El dinero requiere una "Auditabilidad Matemática" Un sistema de pagos no es un e-commerce. Si un inventario falla, se corrige manualmente y el daño es reversible. En pagos, un estado inconsistente es dinero en el limbo. La pregunta que debe responder un sistema robusto no es "¿cuál es el estado actual?", sino "¿qué pasó, en qué orden y quién autorizó cada paso?".

La mayoría de los sistemas que auditamos operan bajo una arquitectura de estado mutable:

[Estado A] → mutación → [Estado B] → mutación → [Estado C]

Los estados existen. Las mutaciones, si no se guardaron explícitamente, desaparecen.

Si la mutación no se registra explícitamente como un dato de primera clase, la historia desaparece. Event Sourcing propone invertir este modelo:

[Evento 1] → [Evento 2] → [Evento 3] → Estado (reconstruido por replay)

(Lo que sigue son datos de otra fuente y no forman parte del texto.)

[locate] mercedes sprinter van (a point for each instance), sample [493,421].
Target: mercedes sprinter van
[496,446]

Al convertir los eventos en el dato primario, el sistema gana propiedades que son críticas ante un regulador o un incidente a las 3:00 AM:

  • Trazabilidad total: ¿Qué estado tenía este pago hace exactamente 73 horas?

  • Análisis de causa raíz: ¿Cuántas veces intentó procesarse antes de quedar bloqueado?

  • Temporal Querying: ¿Qué habría ocurrido si el sistema de fraude hubiera respondido de forma distinta?

Los logs operacionales no son un Event Store

Existe la creencia común de que tener Datadog o volcar datos en Kafka es equivalente a tener Event Sourcing. En nuestras auditorías vemos que la diferencia es estructural. Un log es texto optimizado para debugging humano. Un evento de dominio es un hecho de negocio estructurado, tipado y vinculante.

Diferencia de estructura:

  • Un log dice: 2026-03-15T02:43:17Z INFO payment_id=abc123 status=processed

  • El evento de dominio dice:

{
  type: 'PaymentAuthorized',
  paymentId: 'abc123',
  amount: 2400.00,
  currency: 'EUR',
  merchantId: 'merchant_xyz',
  fraudScore: 0.12,
  processorResponse: 'APPROVED',
  aggregateVersion: 47,
  timestamp: '2026-03-15T02:43:17.483Z'
}

LLa brecha crítica es la garantía transaccional. En un sistema tradicional, el log de aplicación y el estado de la base de datos pueden contradecirse si uno falla y el otro no. Event Sourcing colapsa esta brecha por diseño: el evento es el estado. Si no se guarda el evento, no hay cambio de negocio. No hay divergencia posible.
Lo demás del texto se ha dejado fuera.